En premier lieu, il a été jugé que les règles énoncées supra trouvaient également à s’appliquer lorsque le concessionnaire était, antérieurement à la passation de la concession, propriétaire de biens qu’il a, en acceptant de conclure la convention, affectés au fonctionnement du service public et qui sont nécessaires à celui-ci (CE, 29 juin 2018, ministre de l’Intérieur, req. n° 402251).

Cette solution a pu apparaitre contestable car n’était alors pas visé le moindre investissement correspondant à la création ou à l’acquisition des biens nécessaires au fonctionnement du service public, qui définissent pourtant les « biens de retour ».

En second lieu, ce sont dorénavant les tiers à la convention de concession qui peuvent désormais se voir appliquer la théorie des « biens de retour » :

  • Les règles énoncées ci-dessus ne trouvent en principe pas à s’appliquer aux biens qui sont la propriété d’un tiers au contrat de concession, quand bien même ils seraient affectés au fonctionnement du service public et nécessaires à celui-ci ;
  • Il en va différemment dans le cas où :
    • D’une part, il existe des liens étroits entre les actionnaires ou les dirigeants du propriétaire du bien et du concessionnaire, lesquels permettent de regarder l’un comme exerçant une influence décisive à la fois sur les objectifs stratégiques et sur les décisions importantes de l’autre ou de regarder l’un et l’autre comme étant placé sous le contrôle d’une même entreprise tierce ;
    • Et, d’autre part, le bien, exclusivement destiné à l’exécution du contrat de concession, a été mis par son propriétaire à la disposition du concessionnaire pour cette exécution ; 
    • Dans un tel cas, le propriétaire du bien doit être regardé comme ayant consenti à ce que l’affectation du bien au fonctionnement du service public emporte son transfert dans le patrimoine de la personne publique, dans les conditions précédemment énoncées.

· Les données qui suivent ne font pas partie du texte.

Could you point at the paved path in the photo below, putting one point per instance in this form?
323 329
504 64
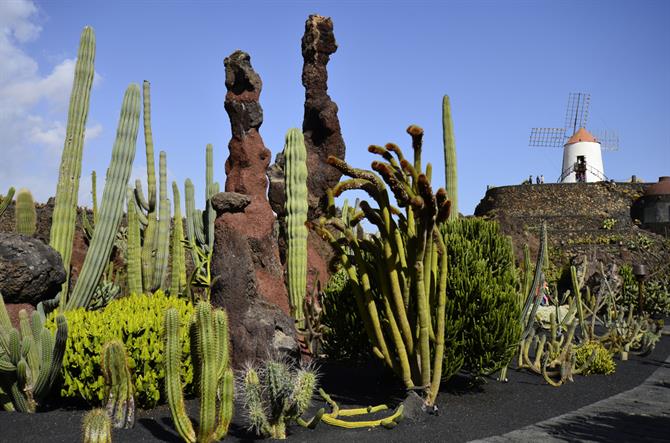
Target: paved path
641 414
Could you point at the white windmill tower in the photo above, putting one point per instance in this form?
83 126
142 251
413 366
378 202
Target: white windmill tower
582 152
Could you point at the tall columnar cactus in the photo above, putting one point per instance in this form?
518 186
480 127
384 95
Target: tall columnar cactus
113 198
178 277
163 232
295 156
407 248
65 208
275 395
30 358
450 166
134 261
96 427
6 200
25 215
215 378
119 388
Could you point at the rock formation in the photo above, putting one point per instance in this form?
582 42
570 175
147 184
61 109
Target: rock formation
246 257
30 270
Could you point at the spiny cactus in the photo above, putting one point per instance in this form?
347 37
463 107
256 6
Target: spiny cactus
25 215
30 358
178 277
407 253
65 208
119 387
215 382
96 427
113 198
295 156
6 200
450 166
275 395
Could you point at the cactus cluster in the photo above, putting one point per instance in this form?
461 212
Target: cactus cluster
119 388
399 276
210 349
275 395
30 359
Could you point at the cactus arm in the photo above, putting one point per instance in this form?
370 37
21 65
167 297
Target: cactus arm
65 208
295 155
6 200
113 198
450 167
173 387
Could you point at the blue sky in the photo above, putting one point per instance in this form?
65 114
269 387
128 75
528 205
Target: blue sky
508 66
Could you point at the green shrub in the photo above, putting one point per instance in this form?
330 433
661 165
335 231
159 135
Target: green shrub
481 294
345 337
137 321
602 363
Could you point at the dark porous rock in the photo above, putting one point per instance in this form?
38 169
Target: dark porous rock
225 202
30 271
257 328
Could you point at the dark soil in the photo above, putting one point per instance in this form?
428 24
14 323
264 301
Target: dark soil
468 410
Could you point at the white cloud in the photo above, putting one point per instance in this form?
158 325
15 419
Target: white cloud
33 106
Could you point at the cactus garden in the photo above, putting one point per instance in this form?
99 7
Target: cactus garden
294 292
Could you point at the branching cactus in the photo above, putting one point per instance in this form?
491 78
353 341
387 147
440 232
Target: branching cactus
65 208
6 200
25 215
399 277
119 388
96 427
30 358
275 395
295 156
215 379
113 198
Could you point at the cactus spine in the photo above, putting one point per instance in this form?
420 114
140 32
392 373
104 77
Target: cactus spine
25 215
296 209
119 387
97 427
65 208
450 167
113 197
178 277
33 359
215 378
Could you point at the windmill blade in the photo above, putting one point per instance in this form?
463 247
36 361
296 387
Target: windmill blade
609 140
547 137
577 112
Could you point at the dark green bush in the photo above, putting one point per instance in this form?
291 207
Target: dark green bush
481 294
137 321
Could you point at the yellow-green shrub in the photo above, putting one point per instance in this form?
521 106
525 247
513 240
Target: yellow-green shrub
602 363
137 321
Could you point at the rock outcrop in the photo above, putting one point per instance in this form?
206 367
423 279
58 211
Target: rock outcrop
30 271
246 257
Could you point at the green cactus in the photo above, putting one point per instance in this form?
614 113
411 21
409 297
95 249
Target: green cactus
178 277
6 200
65 208
295 156
96 427
275 395
119 388
25 215
134 261
30 358
450 166
408 246
215 379
113 198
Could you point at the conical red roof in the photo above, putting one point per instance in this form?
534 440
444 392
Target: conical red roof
582 135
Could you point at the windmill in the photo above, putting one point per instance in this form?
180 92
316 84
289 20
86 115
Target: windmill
582 152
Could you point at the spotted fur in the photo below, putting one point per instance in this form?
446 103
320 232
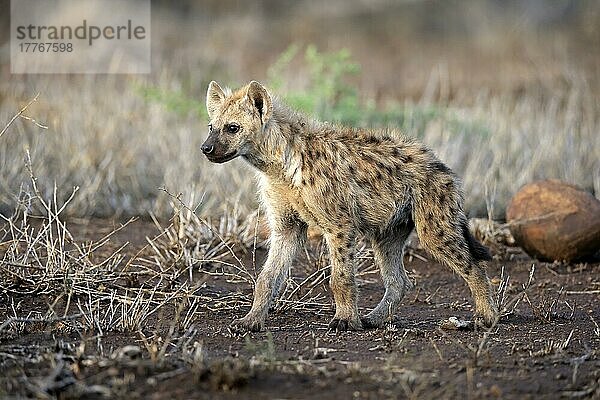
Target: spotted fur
348 182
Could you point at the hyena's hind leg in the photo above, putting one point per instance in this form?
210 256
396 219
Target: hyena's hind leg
448 239
389 256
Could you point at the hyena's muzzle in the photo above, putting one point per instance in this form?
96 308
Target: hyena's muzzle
216 151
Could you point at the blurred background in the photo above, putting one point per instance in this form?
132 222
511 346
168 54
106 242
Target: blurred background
506 92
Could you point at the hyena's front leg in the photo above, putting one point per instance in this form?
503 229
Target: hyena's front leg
343 283
287 237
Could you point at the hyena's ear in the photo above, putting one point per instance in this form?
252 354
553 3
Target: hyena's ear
261 100
214 98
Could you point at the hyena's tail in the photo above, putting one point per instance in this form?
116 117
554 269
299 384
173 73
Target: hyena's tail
477 250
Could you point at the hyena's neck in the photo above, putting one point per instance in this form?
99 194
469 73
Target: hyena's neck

C’est l’objet de l’arrêt commenté, dans une affaire concernant une concession conclue pour l’installation et l’exploitation de jeux de casino, et dont il ressort que :

  • Le bâtiment abritant actuellement le casino était la propriété de la société Groupe Partouche, qui l’avait acquis auprès de la commune en vue de l’aménager pour pouvoir exploiter le futur casino et qui le louait à la société Jean Metz, société concessionnaire dont elle détenait l’intégralité du capital, par l’effet d’un bail commercial dont les stipulations prévoyaient expressément que l’activité exercée dans le bâtiment est l’exploitation d’un casino et des services associés ;
  • Dans ces conditions, la circonstance que le bâtiment du casino n’était pas la propriété du concessionnaire ne faisait pas obstacle à ce qu’il revienne à la commune au terme de la convention.

En somme, les montages par lesquels une société-mère prend en charge les investissements de la concession et détient la propriété des biens destinés à l’exécution de la concession, au détriment de la société concessionnaire, ne permettent pas de faire échec à l’application des règles portant sur les « biens de retour ».